Getting Started

Execution

The input files of IndeXeeker

IndeXeeker’s execution is usually preceded by execution of Illumina’s CASAVA/bcl2fastq or equivalent, for example, in the run 150820_D00257_0193_BC7NLTANXX:

configureBclToFastq.pl \
  --use-bases-mask y*,y* \
  --input-dir /path/to/HiSeq/output/dir/150820_D00257_0193_BC7NLTANXX/Data/Intensities/BaseCalls \
  --output-dir /path/to/CASAVA/output/dir/
For bcl2fastq version 2 or above::
bcl2fastq –use-bases-mask y*,i* –create-fastq-for-index-reads –runfolder-dir /path/to/HiSeq/output/dir/150820_D00257_0193_BC7NLTANXX –output-dir /path/to/CASAVA/output/dir/

Where i* in –use-bases-mask is for read/s that defined as index in the sequence machine. You can find this information in a file RunInfo.xml within the directory: /path/to/HiSeq/output/dir/150820_D00257_0193_BC7NLTANXX.

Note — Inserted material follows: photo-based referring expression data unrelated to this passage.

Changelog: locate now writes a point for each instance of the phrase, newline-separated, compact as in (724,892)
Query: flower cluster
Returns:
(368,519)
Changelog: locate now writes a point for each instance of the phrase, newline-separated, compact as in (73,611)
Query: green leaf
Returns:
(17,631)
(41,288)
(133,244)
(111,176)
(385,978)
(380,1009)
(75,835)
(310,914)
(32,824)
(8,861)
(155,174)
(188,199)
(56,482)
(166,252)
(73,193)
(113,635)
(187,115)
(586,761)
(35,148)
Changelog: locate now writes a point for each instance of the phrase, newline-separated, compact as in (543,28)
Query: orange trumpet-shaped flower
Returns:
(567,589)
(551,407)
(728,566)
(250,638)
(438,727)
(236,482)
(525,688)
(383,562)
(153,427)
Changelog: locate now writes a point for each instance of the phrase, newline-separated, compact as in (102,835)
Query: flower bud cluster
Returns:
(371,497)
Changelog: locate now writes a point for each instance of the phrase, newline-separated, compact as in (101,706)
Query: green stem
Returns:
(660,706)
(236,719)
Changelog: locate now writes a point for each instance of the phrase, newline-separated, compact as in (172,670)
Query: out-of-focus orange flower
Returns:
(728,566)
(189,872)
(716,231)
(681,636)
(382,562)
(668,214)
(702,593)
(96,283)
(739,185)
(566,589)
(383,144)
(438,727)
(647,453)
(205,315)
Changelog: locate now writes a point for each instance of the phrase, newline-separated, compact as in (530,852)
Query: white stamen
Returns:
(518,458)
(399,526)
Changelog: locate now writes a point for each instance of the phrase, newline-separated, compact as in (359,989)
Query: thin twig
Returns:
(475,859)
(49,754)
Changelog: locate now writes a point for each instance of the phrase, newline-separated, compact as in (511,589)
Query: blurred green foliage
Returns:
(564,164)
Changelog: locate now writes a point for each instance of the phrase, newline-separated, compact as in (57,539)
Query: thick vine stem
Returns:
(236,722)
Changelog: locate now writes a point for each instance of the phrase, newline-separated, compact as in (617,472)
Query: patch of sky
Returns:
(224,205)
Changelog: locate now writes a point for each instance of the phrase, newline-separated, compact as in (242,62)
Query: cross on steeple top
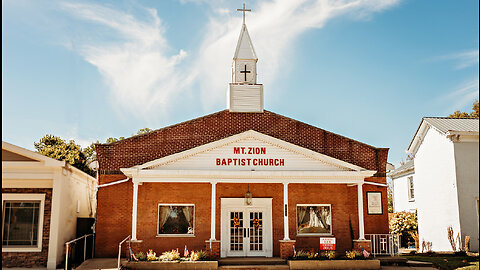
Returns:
(243,10)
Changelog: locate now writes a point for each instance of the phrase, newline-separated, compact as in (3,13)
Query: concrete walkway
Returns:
(99,263)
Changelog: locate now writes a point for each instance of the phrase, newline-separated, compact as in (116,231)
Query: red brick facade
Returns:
(114,212)
(180,137)
(31,259)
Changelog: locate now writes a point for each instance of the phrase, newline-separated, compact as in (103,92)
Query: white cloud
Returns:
(140,73)
(461,59)
(461,97)
(143,75)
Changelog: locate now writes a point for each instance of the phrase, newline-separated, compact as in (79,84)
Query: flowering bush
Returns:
(151,256)
(330,254)
(350,254)
(403,223)
(172,255)
(141,256)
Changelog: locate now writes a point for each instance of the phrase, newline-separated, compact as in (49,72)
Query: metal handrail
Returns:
(392,243)
(120,249)
(67,244)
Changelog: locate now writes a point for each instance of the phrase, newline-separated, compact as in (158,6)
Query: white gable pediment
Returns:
(249,151)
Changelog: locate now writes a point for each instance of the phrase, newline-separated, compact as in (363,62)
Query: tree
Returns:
(139,132)
(59,149)
(473,114)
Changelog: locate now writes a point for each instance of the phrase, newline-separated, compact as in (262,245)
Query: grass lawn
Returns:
(447,261)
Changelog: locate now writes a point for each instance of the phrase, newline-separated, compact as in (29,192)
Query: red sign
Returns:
(327,243)
(250,158)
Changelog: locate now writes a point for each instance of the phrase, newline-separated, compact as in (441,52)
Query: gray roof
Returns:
(444,124)
(403,168)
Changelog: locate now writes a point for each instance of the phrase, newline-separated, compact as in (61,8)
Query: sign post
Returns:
(327,243)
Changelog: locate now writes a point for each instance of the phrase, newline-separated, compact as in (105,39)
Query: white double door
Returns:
(246,230)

Which is then followed by (in bcl2fastq version 1 only):

make -C /path/to/CASAVA/output/dir/ -j <num-jobs>

The parameter –use-bases-mask y*,y* guides bcl2fastq to only perform base calling, leaving demultiplexing for IndeXeeker.

Note: If the flow cell is Paired-end, then parameter –use-bases-mask y*,y*,y* should be used instead, or y*,i*,y* for bcl2fastq version 2 or above.

bcl2fastq’s output will then serve as input to IndeXeeker. IndeXeeker can get as input uncompressed or compressed files (in gz format) that are accepted from bcl2fastq version 1, But meantime, don’t support in bgzf format of bcl2fastq version 2, so you will need use with –no-bgzf-compression parameter of bcl2fastq to get the output in gz format, or, more efficiently, uncompress the bcl2fastq output files before the using with IndeXeeker

Following IndeXeeker’s installation, two command-line scripts are installed named indexeeker-demultiplex.py and indexeeker-prepare-barcodesheet.py.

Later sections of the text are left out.